Most microbiology majors take core courses in microbial genetics, and microbial physiology, and elective classes such as environmental microbiology,and virology. Students also must take classes in other sciences, such as biochemistry, chemistry and physics, because it is important for microbiologists to have a board understanding of the sciences. Courses in statistics, mathematics, and computer science are important for microbiologists, because they must be able to do complex data analysis.
Microbiologists typically need a PhD to carry out independent research,and work in colleges and universities. Graduate students studying microbiology commonly specialize in a subfield such as bacteriology, and immunology. PhD programs usually include class work, laboratory research, and completing a thesis or dissertation.
Many microbiology PhD holders begin their careers in temporary, postdoctoral research positions. During their postdoctoral appointment, they work with experienced scientists, as they continue to learn about their specialties, and develop a broader understanding of related areas of research.
Postdoctoral positions typically offer the opportunity to publish research findings. A solid record of published research is essential to getting a permanent college or university faculty position.
The median annual wage for microbiologist was $67,550 in May 2015. The median wage is the wage at which half the workers in an occupation earned, more than that amount and half earned less.

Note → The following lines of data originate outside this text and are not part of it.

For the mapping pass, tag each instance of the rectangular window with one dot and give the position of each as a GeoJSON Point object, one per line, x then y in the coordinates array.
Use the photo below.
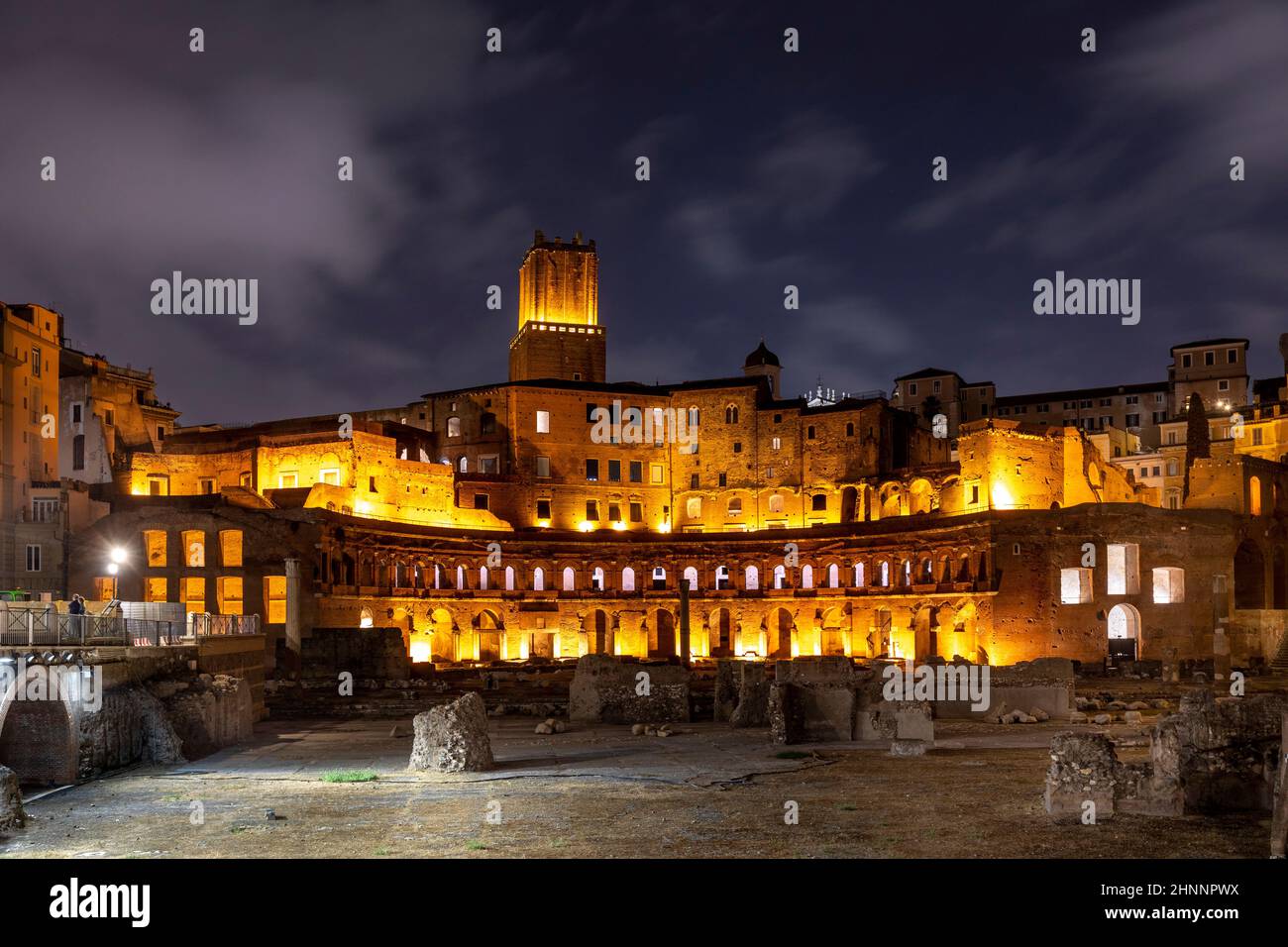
{"type": "Point", "coordinates": [1074, 586]}
{"type": "Point", "coordinates": [274, 599]}
{"type": "Point", "coordinates": [1168, 585]}
{"type": "Point", "coordinates": [192, 592]}
{"type": "Point", "coordinates": [155, 589]}
{"type": "Point", "coordinates": [228, 591]}
{"type": "Point", "coordinates": [44, 509]}
{"type": "Point", "coordinates": [1124, 560]}
{"type": "Point", "coordinates": [155, 548]}
{"type": "Point", "coordinates": [230, 548]}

The lowest 10 percent earned less than $38,810, and the highest 10 percent earned more than$125,200.
In May 2015, the median annual wages for microbiologists in the top industries in which they works were as follows:
|Federal government, excluding postal service||$99,280|
|Research and development in the physical, engineering, and life sciences||$74,170|
|Pharmaceutical and medicine manufacturing||$64,640|
|State government, excluding education and hospitals||$53,450|
|Colleges, universities, and professional schools; state||$48,810|
MICROBIOLOGISTS JOB PROSPECTS
Microbiology is a thriving field that should provide good prospects for qualified workers. Most of the applied research projects that, microbiologists are involved in requires the expertise of scientists in multiple fields such as biophysics, chemistry, and medicine. Microbiologists with some familiarity of other disciplines should have the best opportunities.